A low permeability gas condensate carbonate reservoir in the Khuff formation is one of the main producing reservoirs in Field-A in Saudi Arabia. This early Triassic carbonate reservoir, first discovered in 1980, holds significant gas-in-place but is a blend of conventional and tight intervals. Vertical completions, horizontal wells with maximum reservoir contacts, and acid stimulation (matrix and fracturing) are some of the current practices to effectively develop the reserves from the tighter intervals. In late 2009, the open hole horizontal multistage fracturing (OHMSF) completion assemblies were deployed in several horizontal wells in the tight gas area with the goal of achieving multiple independent hydraulic fractures, greater acid stimulation efficiency, and thereby enhancing well productivity.
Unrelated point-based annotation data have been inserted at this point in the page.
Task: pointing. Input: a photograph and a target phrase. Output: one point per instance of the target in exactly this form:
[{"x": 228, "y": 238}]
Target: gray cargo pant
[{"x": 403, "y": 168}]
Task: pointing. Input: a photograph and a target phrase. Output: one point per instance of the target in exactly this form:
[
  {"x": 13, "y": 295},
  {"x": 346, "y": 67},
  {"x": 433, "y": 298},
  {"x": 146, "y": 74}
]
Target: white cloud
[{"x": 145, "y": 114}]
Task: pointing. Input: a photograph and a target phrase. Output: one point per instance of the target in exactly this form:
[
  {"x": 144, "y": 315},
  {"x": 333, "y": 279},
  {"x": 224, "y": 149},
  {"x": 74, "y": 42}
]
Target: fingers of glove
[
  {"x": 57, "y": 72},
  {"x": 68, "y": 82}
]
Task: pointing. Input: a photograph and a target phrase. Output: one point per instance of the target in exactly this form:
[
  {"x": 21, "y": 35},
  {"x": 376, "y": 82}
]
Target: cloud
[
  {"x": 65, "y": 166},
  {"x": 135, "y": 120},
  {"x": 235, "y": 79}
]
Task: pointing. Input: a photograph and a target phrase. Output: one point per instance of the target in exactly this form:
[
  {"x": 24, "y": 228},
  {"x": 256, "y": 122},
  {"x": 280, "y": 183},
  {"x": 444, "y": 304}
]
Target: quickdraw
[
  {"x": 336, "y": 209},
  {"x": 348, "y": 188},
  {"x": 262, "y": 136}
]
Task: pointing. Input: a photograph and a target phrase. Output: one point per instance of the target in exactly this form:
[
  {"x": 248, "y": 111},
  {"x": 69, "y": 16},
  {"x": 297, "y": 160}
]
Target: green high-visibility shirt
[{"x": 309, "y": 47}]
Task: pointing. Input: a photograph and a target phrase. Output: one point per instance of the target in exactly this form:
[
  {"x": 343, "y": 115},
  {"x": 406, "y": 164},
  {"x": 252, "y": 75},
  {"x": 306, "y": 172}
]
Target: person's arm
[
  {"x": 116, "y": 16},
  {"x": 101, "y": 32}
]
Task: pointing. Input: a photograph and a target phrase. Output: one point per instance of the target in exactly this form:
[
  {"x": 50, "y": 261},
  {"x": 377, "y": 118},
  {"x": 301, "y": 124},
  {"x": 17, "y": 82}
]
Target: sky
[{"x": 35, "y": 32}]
The OHMSF systems enable the open hole section to be divided into segments based on the reservoir's petrophysical and flow properties by the use of mechanical open hole isolation packers and customizing the stimulation treatment for each segment via fracturing ports that are installed in between the packer assemblies. Since the inception of OHMFS, many wells were treated and varying results were obtained. The results are dependent not only on reservoir quality and development, but also on the placement of the fracturing ports, number of fracture stages conducted, and fracturing strategy. This paper provides insight into the planning, challenges encountered, sensitivity analysis and performance analysis of the OHMSF wells in comparison with non-OHMSF wells. It also details several case histories and highlights the results as well as lessons learned that can be applied in the future to improve the recovery.